Her research on Dr. Herbert West and the Miskatonic Massacre – as well as his re-animation experiments covered up as a hoax – led her to believe maybe it wasn't a fable after all. Her previous story on how the state prison functioned wasn't working at all, so this proved far better and more interesting. And maybe be my breakthrough story. Perhaps it could prove to the world that...re-animation of "dead tissue" isn't fiction as they say it is. Her friendship with Heather had caused the doctor to open up to her, feeling like keeping this a secret wasn't right which was a weakness she'd been taught early on; trusting the wrong person got you into trouble every time. But Laura was a journalist, and she had a job to do and an apartment to keep.

She hesitantly stepped closer to the old man; he might be in a straightjacket, but he still scared her. "Hi," she said nervously, getting out her tape recorder. "I'm Laura Olney, and I'm a journalist. I want to talk to you about what happened last week, okay? Do you..." She took one more step forward and stopped. "...remember what Dr. West did to you?"

The next one made her really unsure if this was a good idea after all, but risks had to be taken, like Heather taught her. "Did you really die from that heart attack?" Her hand was shaking when she reached out to touch his shoulder and slowly turn him around to face her, catching a long, deep red gash at the top left of his skull. "Can I...check your pulse?" Pulses must always be checked; if he doesn't have one, then he must be dead, after all. Or then again, it could be erratically racing.

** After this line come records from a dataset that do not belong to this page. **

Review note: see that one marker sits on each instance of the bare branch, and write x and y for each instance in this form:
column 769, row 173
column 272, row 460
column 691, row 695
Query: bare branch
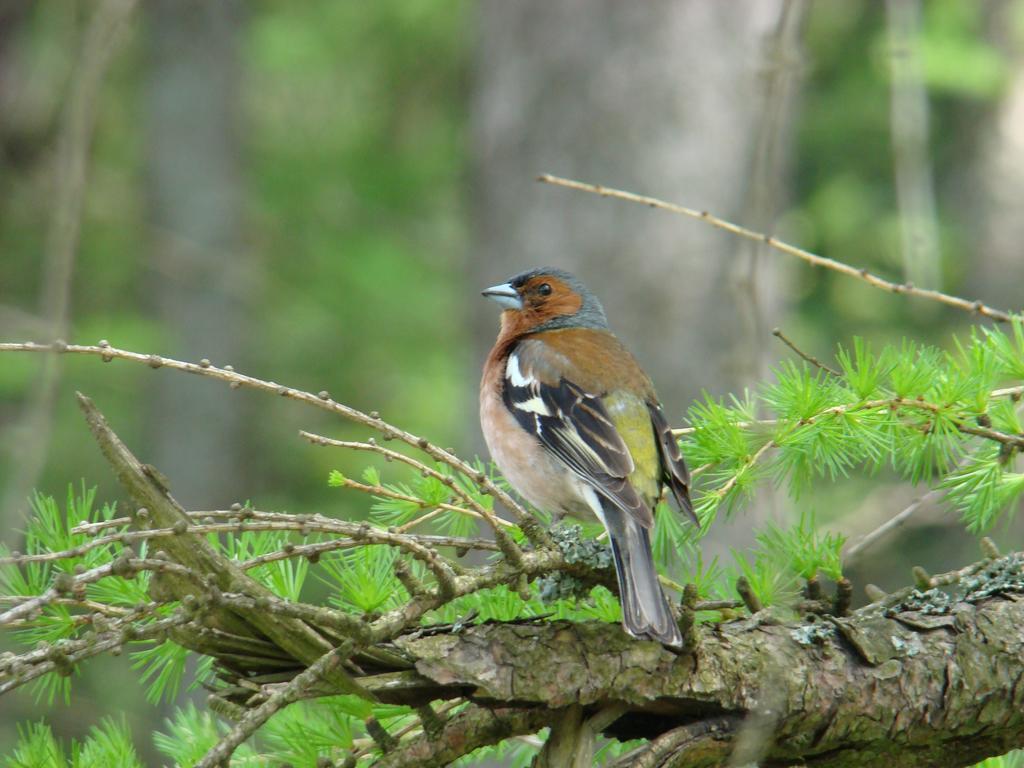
column 813, row 259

Her heart leaped in her chest when his face turned around to show a dark red broil above his left eye, and a maniacal gleam in said eye. And hunger. Laura backed away then. His voice was pitched and low at the same time. "Mother of God..." he croaked, "forgive me."

Laura gulped. "What happened to you?"

He really scared her then with his roar and his lunge forward. "HUNGRY!" was his answer, followed by animalistic snarling that she knew she was in trouble.

"Sergeant Moncho!" she yelled, no longer caring that the rules were not to call out and risking the Warden or anyone else coming in. Then she heard the door open behind her, and relief washed over her. "Thank God you're here." However, when she turned around, the sergeant wasn't who came to her "rescue".

It was Warden Brando. And he wasn't happy. Murder gleamed in his eyes, and now she knew she'd gone too far.

The information about the mentioned Dr. MacDougal's "dog soul" theory is real, if anyone wants to check that out further. And the bit about the name "Speedball" was from the "Making of" featurette of the movie, said from the actor who plays him, whose name I can't remember OR pronounce. XD In addition, the phrase "oh well" look as it is called was used by a couple other authors, including BlueMilagro's "The Scavenger Bride". It's what I always called it, too. :) Makes sense, too.

One more thing: Leslie Coburn is the main character borrowed from an episode from "The Twilight Zone", called "The Placebo Effect". Jeffrey Combs guest-starred there, and his character's doctor is the one and the same Dr. Coburn. Dr. Eric Moreland is also the original Dr. Hill character in Lovecraft's story.